We have found dramatic effects of EEG biofeedback on such maladies as PMS. The protocol we have used is essentially the same, regardless of what the EEG looks like. And most of the EEGs in fact look fairly normal. There is no known EEG correlate of PMS. Should we desist until one is found upon more subtle examination? There is no known EEG correlate of Tourette Syndrome. Yet our training can be very helpful. Do we desist until EEG criteria are developed? The EEG training is very helpful for temporal lobe epilepsy (complex partial seizures), yet the EEG is not an unambiguous diagnostic. According to George B. Murray, authority on complex partial seizures at the Harvard Psychiatry Department, "The EEG manifestations of complex partial seizures do not usually appear with Cartesian clarity The scope of the EEG manifestations can be as broad as the entire field of EEG" (Murray, 1981). Do we desist until these things are sorted out?
Unfortunately, the EEG reflects only gross anomalies according to present analysis techniques, which are largely based in the frequency domain. Even here, specificity can be improved by comparing EEG data under challenge with that at baseline. With challenge tests, however, we have three pieces of data available: 1) how well the person performs the challenge task; 2) how he reacts under the challenge; and 3) what the EEG looks like under challenge.
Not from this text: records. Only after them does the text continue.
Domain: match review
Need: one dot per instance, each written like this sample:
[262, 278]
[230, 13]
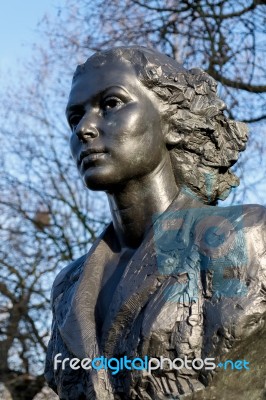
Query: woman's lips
[91, 155]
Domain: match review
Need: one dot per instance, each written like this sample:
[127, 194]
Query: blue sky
[18, 29]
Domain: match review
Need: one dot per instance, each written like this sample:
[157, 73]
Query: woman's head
[203, 143]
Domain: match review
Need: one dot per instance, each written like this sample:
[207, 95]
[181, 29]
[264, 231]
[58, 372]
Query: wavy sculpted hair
[205, 143]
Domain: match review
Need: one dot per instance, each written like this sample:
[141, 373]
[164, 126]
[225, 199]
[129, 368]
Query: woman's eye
[74, 120]
[111, 103]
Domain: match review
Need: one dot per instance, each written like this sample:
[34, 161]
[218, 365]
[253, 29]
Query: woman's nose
[86, 129]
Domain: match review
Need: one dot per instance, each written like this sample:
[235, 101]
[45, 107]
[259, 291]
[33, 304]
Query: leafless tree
[47, 218]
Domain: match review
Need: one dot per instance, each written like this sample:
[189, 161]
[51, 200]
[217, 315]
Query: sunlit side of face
[116, 128]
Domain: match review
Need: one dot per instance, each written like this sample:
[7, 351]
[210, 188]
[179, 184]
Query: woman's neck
[135, 204]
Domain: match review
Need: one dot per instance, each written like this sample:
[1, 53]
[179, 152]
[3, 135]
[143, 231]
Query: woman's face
[117, 132]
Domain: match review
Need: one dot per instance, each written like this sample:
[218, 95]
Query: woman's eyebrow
[94, 97]
[110, 88]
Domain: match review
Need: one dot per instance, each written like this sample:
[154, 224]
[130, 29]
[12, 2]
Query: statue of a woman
[173, 275]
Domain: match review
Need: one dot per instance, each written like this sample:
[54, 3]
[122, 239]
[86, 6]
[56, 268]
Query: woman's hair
[205, 143]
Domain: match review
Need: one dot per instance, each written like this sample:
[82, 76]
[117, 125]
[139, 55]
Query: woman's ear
[172, 138]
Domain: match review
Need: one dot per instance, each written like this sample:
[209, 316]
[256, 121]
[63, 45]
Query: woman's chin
[99, 179]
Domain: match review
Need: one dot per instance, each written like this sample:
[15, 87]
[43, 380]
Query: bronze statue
[173, 275]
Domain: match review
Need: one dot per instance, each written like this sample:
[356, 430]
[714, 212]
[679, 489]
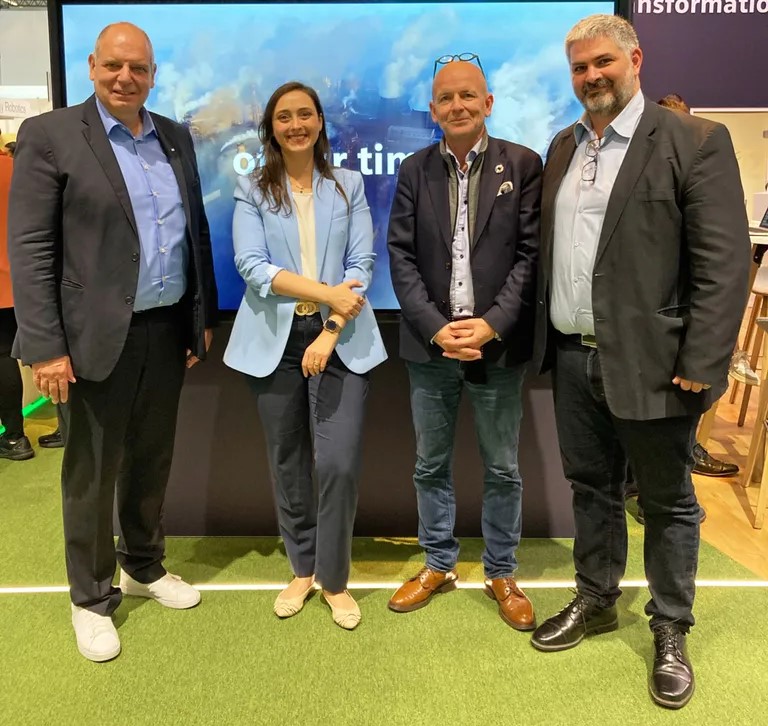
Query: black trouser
[11, 387]
[119, 436]
[596, 448]
[313, 421]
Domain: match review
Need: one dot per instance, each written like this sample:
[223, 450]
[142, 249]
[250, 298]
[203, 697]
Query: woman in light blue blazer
[306, 338]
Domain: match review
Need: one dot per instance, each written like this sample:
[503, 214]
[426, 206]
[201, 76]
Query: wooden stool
[758, 441]
[759, 308]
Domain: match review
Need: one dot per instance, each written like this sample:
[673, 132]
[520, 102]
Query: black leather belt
[586, 341]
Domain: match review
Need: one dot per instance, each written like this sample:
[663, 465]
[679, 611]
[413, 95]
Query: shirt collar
[110, 122]
[474, 152]
[623, 125]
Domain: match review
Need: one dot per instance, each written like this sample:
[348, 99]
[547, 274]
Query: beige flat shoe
[286, 607]
[348, 619]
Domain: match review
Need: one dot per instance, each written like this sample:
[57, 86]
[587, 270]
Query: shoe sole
[714, 476]
[19, 457]
[446, 587]
[672, 704]
[99, 657]
[512, 624]
[599, 630]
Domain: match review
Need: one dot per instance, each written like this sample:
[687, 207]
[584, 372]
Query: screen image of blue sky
[371, 64]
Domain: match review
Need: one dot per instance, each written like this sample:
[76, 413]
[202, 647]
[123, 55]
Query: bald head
[122, 68]
[126, 28]
[460, 104]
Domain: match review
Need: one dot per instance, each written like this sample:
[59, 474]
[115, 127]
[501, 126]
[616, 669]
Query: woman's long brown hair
[270, 178]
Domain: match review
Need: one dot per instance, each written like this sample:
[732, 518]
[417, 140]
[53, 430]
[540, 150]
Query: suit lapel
[489, 187]
[437, 186]
[325, 199]
[290, 227]
[639, 152]
[96, 137]
[174, 158]
[558, 161]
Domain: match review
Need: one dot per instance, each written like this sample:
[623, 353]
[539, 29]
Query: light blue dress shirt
[579, 213]
[462, 289]
[157, 208]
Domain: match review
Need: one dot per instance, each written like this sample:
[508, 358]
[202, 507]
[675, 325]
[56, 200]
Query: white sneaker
[741, 371]
[97, 638]
[170, 590]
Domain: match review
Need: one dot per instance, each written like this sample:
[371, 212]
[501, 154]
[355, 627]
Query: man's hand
[692, 386]
[470, 336]
[52, 378]
[318, 353]
[193, 359]
[452, 343]
[343, 300]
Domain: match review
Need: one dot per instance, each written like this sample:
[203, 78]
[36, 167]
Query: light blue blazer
[266, 242]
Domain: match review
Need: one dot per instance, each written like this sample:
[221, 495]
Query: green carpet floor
[230, 661]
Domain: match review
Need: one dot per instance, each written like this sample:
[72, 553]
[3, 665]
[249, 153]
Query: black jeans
[11, 387]
[596, 447]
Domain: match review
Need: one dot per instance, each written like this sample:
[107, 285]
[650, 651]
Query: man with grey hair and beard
[642, 283]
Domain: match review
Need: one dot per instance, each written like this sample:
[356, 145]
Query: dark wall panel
[220, 483]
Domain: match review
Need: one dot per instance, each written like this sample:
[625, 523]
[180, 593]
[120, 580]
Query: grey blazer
[670, 276]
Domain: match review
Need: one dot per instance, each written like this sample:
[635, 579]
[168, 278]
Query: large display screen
[372, 65]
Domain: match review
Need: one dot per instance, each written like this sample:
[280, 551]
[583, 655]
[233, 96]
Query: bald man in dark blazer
[115, 296]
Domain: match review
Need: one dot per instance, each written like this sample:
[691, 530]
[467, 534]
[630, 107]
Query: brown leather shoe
[416, 592]
[514, 607]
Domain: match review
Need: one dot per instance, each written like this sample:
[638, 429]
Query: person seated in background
[14, 445]
[306, 340]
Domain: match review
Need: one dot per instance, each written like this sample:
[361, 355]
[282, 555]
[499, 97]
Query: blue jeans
[596, 448]
[436, 389]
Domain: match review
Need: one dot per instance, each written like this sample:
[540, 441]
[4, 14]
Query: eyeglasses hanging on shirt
[589, 170]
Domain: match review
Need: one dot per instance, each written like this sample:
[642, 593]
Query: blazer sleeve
[207, 276]
[408, 284]
[717, 238]
[515, 299]
[359, 255]
[249, 240]
[35, 245]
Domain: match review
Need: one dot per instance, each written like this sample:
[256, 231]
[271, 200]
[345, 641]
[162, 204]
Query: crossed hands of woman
[345, 303]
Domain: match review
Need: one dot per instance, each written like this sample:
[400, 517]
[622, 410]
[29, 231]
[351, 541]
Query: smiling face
[460, 102]
[604, 77]
[122, 70]
[296, 124]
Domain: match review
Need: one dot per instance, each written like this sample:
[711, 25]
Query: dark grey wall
[220, 483]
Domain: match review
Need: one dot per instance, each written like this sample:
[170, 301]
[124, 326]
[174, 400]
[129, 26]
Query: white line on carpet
[277, 586]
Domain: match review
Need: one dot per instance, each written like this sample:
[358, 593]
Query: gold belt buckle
[306, 308]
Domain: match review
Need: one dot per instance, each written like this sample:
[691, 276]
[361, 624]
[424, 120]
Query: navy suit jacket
[74, 244]
[504, 250]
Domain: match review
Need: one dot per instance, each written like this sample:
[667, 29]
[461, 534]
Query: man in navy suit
[463, 239]
[114, 290]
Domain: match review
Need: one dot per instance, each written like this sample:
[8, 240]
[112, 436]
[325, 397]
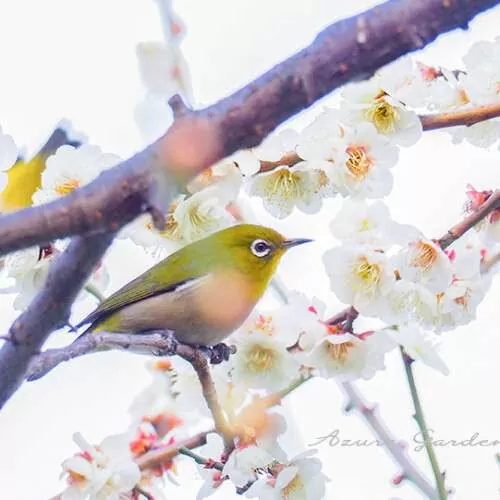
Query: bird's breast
[203, 311]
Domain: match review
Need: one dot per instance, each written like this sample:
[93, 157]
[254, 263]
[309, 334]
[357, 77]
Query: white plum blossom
[29, 268]
[410, 301]
[425, 262]
[349, 356]
[272, 149]
[299, 478]
[361, 222]
[360, 276]
[189, 218]
[198, 215]
[447, 92]
[163, 69]
[225, 173]
[275, 146]
[406, 81]
[319, 141]
[284, 188]
[100, 472]
[263, 362]
[70, 168]
[482, 134]
[213, 478]
[419, 345]
[243, 464]
[362, 163]
[158, 395]
[366, 101]
[482, 75]
[152, 116]
[8, 156]
[458, 304]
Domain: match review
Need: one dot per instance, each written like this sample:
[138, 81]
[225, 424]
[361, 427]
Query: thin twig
[419, 417]
[49, 310]
[465, 117]
[410, 471]
[434, 121]
[348, 50]
[200, 365]
[206, 462]
[142, 492]
[458, 230]
[489, 263]
[159, 457]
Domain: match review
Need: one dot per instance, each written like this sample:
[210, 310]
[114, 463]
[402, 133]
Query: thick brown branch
[162, 456]
[470, 221]
[160, 343]
[410, 471]
[465, 117]
[49, 310]
[348, 50]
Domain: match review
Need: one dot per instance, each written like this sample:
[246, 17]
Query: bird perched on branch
[202, 292]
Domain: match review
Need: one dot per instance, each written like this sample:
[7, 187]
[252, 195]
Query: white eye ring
[260, 248]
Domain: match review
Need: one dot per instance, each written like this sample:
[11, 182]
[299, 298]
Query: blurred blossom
[299, 478]
[70, 168]
[285, 188]
[100, 472]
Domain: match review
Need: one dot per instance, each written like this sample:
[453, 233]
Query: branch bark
[348, 50]
[465, 117]
[49, 309]
[458, 230]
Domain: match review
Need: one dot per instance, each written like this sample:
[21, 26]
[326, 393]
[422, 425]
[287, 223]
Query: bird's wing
[166, 276]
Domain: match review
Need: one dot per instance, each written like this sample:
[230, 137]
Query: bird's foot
[170, 343]
[220, 352]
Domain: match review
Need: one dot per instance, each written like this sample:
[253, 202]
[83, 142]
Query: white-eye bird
[202, 292]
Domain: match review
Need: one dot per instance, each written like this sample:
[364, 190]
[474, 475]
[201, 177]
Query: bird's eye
[260, 248]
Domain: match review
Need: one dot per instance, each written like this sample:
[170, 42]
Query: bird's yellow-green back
[234, 250]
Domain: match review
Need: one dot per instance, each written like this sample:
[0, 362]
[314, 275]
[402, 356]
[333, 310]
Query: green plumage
[203, 291]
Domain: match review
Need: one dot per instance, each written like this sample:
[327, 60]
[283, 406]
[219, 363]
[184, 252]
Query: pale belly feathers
[204, 311]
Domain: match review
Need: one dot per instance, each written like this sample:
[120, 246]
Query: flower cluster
[385, 270]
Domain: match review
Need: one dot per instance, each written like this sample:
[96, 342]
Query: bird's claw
[171, 343]
[221, 352]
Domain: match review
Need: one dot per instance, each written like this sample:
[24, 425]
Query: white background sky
[61, 58]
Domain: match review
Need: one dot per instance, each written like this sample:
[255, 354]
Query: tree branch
[349, 50]
[49, 310]
[419, 418]
[155, 458]
[435, 121]
[458, 230]
[410, 471]
[466, 117]
[159, 343]
[200, 365]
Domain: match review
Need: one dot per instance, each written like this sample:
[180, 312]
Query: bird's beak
[293, 243]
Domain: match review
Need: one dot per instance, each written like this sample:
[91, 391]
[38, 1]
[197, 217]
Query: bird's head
[255, 250]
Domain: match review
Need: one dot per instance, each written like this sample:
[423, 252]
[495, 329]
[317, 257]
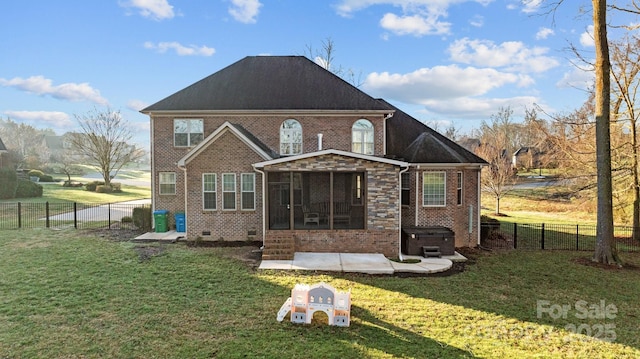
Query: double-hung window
[362, 137]
[228, 191]
[209, 196]
[248, 196]
[290, 138]
[434, 189]
[187, 132]
[406, 189]
[167, 182]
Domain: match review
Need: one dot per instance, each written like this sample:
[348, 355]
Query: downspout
[400, 213]
[184, 169]
[417, 197]
[479, 205]
[153, 167]
[264, 204]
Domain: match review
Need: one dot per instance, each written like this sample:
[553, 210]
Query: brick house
[279, 150]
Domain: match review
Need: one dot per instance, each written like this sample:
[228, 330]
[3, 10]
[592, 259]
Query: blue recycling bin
[160, 217]
[181, 222]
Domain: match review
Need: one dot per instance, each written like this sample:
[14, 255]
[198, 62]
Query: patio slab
[370, 263]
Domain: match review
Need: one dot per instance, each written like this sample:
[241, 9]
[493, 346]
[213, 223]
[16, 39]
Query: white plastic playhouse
[306, 300]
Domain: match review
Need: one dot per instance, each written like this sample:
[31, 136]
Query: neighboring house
[526, 157]
[280, 150]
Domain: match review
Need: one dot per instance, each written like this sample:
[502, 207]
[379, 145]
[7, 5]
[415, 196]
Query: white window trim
[215, 191]
[189, 144]
[291, 143]
[235, 192]
[460, 188]
[362, 136]
[242, 191]
[160, 183]
[445, 190]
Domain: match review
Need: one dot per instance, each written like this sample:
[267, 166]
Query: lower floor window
[433, 189]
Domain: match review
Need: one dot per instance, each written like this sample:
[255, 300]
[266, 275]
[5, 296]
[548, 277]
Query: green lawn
[55, 192]
[72, 294]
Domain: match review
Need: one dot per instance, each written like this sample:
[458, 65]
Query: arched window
[290, 138]
[362, 137]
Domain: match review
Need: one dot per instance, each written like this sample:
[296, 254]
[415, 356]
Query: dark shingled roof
[269, 83]
[415, 142]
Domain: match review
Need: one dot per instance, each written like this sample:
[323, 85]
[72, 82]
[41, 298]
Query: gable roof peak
[270, 83]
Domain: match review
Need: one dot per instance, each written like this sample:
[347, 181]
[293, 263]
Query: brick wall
[453, 216]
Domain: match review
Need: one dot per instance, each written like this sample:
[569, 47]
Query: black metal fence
[68, 214]
[553, 236]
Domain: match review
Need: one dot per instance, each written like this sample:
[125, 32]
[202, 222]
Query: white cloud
[579, 78]
[469, 107]
[154, 9]
[512, 55]
[245, 11]
[68, 91]
[544, 32]
[181, 50]
[586, 38]
[477, 21]
[531, 6]
[136, 105]
[416, 25]
[416, 17]
[50, 118]
[439, 82]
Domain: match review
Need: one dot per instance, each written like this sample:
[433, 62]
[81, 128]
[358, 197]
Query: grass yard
[74, 294]
[55, 192]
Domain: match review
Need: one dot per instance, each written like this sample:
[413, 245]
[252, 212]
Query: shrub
[103, 189]
[91, 186]
[28, 189]
[142, 218]
[9, 181]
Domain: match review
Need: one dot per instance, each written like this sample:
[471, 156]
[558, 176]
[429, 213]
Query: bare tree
[496, 148]
[104, 140]
[325, 57]
[605, 251]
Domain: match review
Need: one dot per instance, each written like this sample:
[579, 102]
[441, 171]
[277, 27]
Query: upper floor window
[362, 137]
[167, 181]
[187, 132]
[290, 137]
[434, 189]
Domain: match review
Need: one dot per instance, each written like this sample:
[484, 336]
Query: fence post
[19, 215]
[46, 210]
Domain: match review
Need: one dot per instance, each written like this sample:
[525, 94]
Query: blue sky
[442, 61]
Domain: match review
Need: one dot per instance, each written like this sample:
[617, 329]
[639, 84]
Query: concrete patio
[370, 263]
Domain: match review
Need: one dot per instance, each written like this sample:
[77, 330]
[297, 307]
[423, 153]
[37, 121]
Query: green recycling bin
[160, 217]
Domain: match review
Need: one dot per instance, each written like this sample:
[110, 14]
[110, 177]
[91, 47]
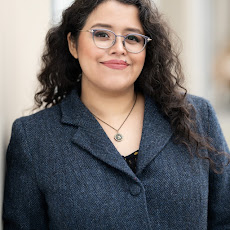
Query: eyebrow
[130, 29]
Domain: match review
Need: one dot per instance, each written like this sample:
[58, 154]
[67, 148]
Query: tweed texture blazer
[63, 172]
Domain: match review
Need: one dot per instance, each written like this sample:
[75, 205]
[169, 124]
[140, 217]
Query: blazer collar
[91, 137]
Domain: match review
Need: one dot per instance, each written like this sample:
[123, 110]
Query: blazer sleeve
[219, 190]
[24, 205]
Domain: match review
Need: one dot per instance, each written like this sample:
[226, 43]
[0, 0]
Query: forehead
[115, 14]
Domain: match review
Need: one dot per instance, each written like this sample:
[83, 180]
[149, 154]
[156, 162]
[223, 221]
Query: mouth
[116, 64]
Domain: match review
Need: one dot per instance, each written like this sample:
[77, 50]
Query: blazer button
[135, 189]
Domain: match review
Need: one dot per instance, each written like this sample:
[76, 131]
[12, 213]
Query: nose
[119, 46]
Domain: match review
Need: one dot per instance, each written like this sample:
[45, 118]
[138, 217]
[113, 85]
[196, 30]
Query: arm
[219, 185]
[24, 205]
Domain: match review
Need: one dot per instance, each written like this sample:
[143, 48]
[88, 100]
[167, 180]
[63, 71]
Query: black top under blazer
[63, 172]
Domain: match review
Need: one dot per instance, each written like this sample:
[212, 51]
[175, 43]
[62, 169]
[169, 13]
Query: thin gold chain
[123, 121]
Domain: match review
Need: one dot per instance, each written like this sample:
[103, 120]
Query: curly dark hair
[161, 77]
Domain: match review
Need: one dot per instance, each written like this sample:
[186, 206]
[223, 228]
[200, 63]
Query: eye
[101, 34]
[133, 38]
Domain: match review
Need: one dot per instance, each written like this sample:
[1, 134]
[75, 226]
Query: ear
[72, 46]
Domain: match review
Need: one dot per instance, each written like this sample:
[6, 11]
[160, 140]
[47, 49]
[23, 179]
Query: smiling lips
[116, 64]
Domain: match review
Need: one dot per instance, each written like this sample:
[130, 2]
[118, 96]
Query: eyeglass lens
[105, 39]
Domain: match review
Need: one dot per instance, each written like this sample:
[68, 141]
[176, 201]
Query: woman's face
[97, 71]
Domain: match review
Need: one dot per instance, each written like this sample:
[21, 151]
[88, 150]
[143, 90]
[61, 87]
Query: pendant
[118, 137]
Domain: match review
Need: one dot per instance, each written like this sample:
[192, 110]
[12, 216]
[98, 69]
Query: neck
[109, 105]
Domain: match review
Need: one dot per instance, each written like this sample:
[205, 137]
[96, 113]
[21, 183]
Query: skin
[107, 92]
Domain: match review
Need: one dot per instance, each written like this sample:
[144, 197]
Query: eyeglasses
[104, 39]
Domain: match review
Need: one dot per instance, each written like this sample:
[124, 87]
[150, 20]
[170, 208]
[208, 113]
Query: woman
[121, 146]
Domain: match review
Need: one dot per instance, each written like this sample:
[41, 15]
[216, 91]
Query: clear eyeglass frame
[93, 31]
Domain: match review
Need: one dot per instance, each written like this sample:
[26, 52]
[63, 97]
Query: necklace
[118, 136]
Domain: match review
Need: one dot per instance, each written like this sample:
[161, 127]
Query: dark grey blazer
[64, 173]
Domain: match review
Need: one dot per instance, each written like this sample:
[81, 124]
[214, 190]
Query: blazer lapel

Among these three, the first two remain the most informative. And as we move away from manifest pathology, the problem gets worse. This can be illustrated with an example from PET scans. Here, the area of the cortex involved with mathematical calculations can be revealed by measuring local glucose uptake or blood flow. If this is tried with a mathematician, however, we find little effect! Mathematical calculations do not challenge his brain enough to significantly change glucose demand. Hence, PET scans do not reveal where math problems are processed as well as where math problems are processed by those who do so badly. It exposes bottlenecks better than function. Likewise with the EEG. As we work with more functional individuals, the common EEG parameters become less instructive.